Uncompetitive championships are nothing new. Before Mr Verstappen’s breakthrough, Lewis Hamilton and his Mercedes team won four titles in a row. In the early 2000s, Michael Schumacher won five consecutive titles with Ferrari. But the recent spell of boredom has come at a particularly unfortunate time. Over the past few years the sport has gained many new fans, particularly from America. They have been drawn in by “Drive to Survive”, a newish Netflix series that ushers them behind the scenes, showing them the sport’s quirky personalities and political infighting.

This year, though, the new fans have not been entertained. The audience for the broadcast of the Miami Grand Prix in May by ABC, an American network, was 25% smaller than it was last year. Social media are another way to measure fan sentiment. F1 engagement fell by 70.2% in the first five months of 2023, according to Buzz Radar, a social-media research firm. Terms like “boring” and “annoying” replaced “exciting” and “interesting” on many feeds.

All this will be particularly disappointing to organisers who have tried hard, at some cost, to turbo-charge F1’s entertainment value. In 2021 they introduced a new format: drivers participate in occasional sprint races, shortened versions of the main event. Organisers have added full-length races, including two in America. (Next season will have 24 such races, up from 22 in 2021.) The expansion, though, adds to pressure to build and retain audiences: the average cost for organisers putting on a race is roughly $33m.

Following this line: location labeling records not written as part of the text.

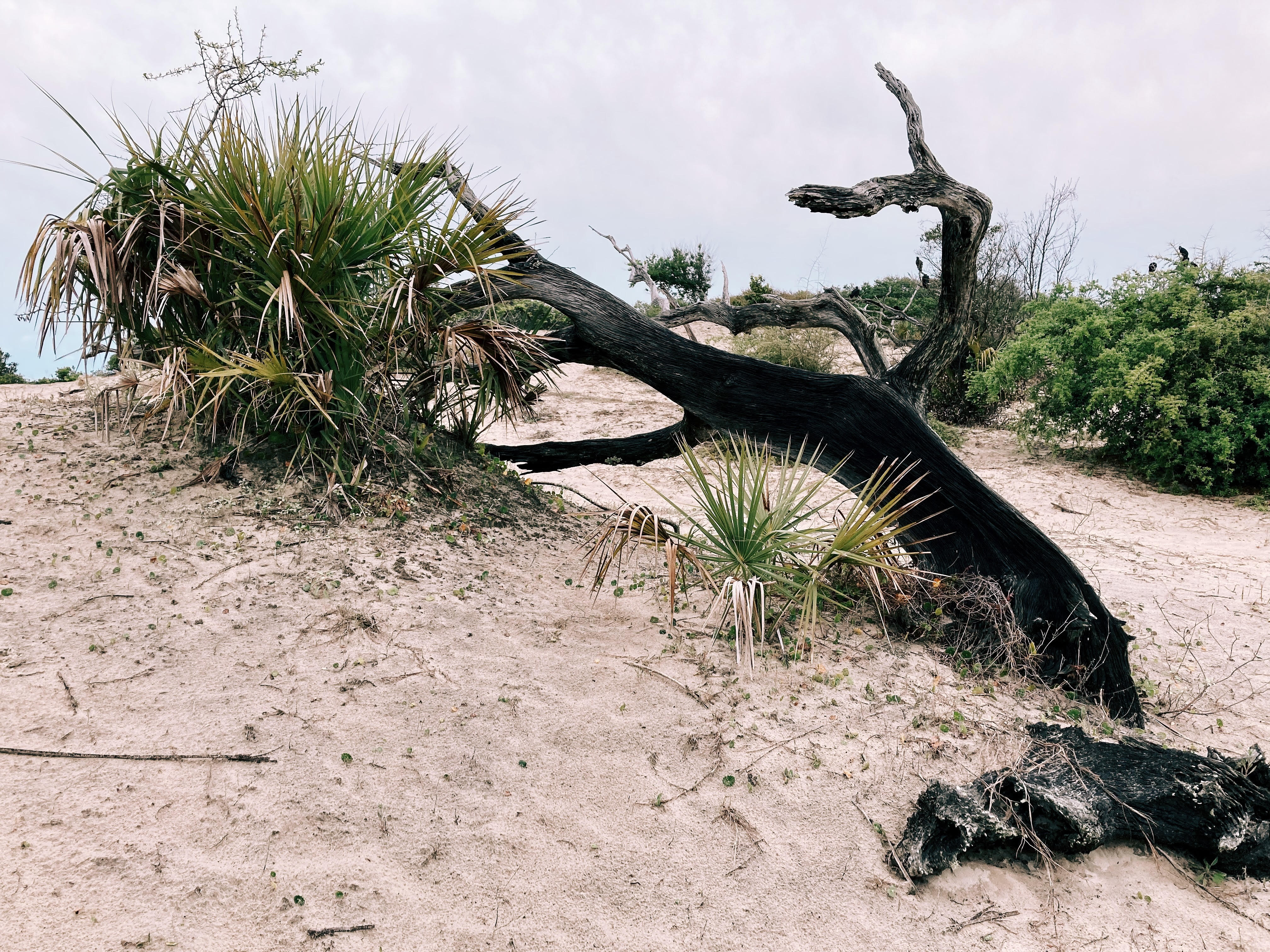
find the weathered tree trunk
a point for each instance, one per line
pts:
(1071, 795)
(856, 419)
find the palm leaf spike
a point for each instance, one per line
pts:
(869, 537)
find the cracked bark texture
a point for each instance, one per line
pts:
(1071, 795)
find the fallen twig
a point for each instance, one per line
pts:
(69, 695)
(116, 681)
(683, 687)
(93, 598)
(333, 930)
(395, 678)
(982, 918)
(886, 840)
(239, 758)
(779, 744)
(1202, 888)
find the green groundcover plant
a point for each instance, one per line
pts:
(1171, 371)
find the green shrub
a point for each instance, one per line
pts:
(531, 316)
(9, 371)
(1170, 370)
(303, 295)
(803, 348)
(952, 436)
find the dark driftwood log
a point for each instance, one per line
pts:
(1071, 795)
(634, 451)
(861, 421)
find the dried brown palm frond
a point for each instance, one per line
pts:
(182, 281)
(216, 470)
(74, 272)
(633, 527)
(506, 357)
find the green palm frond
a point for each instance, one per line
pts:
(295, 275)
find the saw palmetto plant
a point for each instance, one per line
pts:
(288, 281)
(753, 516)
(769, 535)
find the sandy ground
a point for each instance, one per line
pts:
(513, 780)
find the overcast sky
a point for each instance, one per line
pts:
(678, 122)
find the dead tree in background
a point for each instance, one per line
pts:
(858, 419)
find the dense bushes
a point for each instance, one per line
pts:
(9, 371)
(803, 348)
(1170, 370)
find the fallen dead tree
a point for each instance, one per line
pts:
(1070, 794)
(858, 421)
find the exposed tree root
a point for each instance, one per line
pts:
(1070, 795)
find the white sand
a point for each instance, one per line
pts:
(435, 833)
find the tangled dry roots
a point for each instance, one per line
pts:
(1070, 795)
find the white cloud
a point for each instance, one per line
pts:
(667, 121)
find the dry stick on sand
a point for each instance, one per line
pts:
(1202, 888)
(683, 687)
(238, 758)
(59, 615)
(332, 931)
(891, 848)
(778, 744)
(982, 918)
(69, 695)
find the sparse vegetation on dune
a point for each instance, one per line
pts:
(426, 695)
(285, 282)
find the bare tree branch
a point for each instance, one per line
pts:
(966, 214)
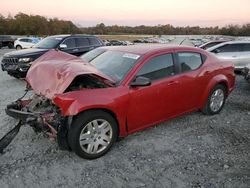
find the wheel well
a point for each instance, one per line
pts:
(109, 112)
(225, 85)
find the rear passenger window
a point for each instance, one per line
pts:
(189, 61)
(70, 43)
(158, 67)
(94, 41)
(23, 40)
(246, 47)
(229, 48)
(82, 42)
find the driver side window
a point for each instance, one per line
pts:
(158, 67)
(70, 43)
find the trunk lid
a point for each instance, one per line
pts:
(53, 72)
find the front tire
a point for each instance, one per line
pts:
(215, 101)
(92, 133)
(10, 45)
(18, 47)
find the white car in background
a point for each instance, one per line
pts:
(238, 52)
(25, 42)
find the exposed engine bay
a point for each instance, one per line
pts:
(38, 112)
(45, 117)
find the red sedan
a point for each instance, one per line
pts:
(120, 90)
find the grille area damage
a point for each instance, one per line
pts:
(52, 74)
(45, 117)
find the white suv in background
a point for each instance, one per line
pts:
(238, 52)
(26, 42)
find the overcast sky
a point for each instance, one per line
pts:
(136, 12)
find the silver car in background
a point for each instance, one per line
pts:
(238, 52)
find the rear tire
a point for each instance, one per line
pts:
(10, 45)
(18, 47)
(92, 133)
(215, 101)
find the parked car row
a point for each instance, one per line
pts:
(88, 102)
(6, 40)
(25, 42)
(160, 40)
(17, 63)
(117, 43)
(238, 52)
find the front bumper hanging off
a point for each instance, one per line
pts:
(37, 120)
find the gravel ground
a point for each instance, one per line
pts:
(190, 151)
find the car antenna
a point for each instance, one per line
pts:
(182, 41)
(6, 140)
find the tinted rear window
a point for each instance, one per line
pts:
(245, 48)
(94, 41)
(82, 42)
(158, 67)
(189, 61)
(229, 48)
(70, 43)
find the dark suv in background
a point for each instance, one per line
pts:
(17, 63)
(6, 40)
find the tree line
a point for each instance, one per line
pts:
(232, 30)
(23, 24)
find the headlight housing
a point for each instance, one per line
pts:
(25, 60)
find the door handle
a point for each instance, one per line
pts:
(172, 83)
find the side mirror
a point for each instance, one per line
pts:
(141, 81)
(216, 51)
(62, 46)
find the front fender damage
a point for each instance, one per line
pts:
(42, 115)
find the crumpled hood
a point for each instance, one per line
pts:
(53, 72)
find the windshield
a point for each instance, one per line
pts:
(89, 56)
(115, 64)
(48, 43)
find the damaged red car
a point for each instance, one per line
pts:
(88, 102)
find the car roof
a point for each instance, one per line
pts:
(142, 49)
(229, 42)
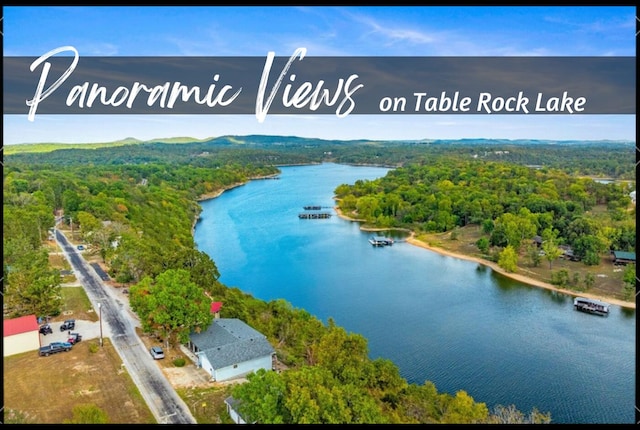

No change of formats can replace the drama provided by tightly contested racing. When the scrap for the 2021 championship between Mr Verstappen and Mr Hamilton came down to the final corner on the final lap of the final race, more than 108m people tuned in. That is one of the biggest audiences the sport has ever attracted. But replicating such competition is difficult. F1 officials can only influence so much on the track. The reality remains that Red Bull are a great team with a brilliant car made almost unbeatable by a genius driver. The competition is faltering. Mercedes are struggling to build a competitive car; Ferrari have problems with leadership. Until that changes, F1 fans will simply have to entertain themselves with Max Verstappen’s prodigious talent.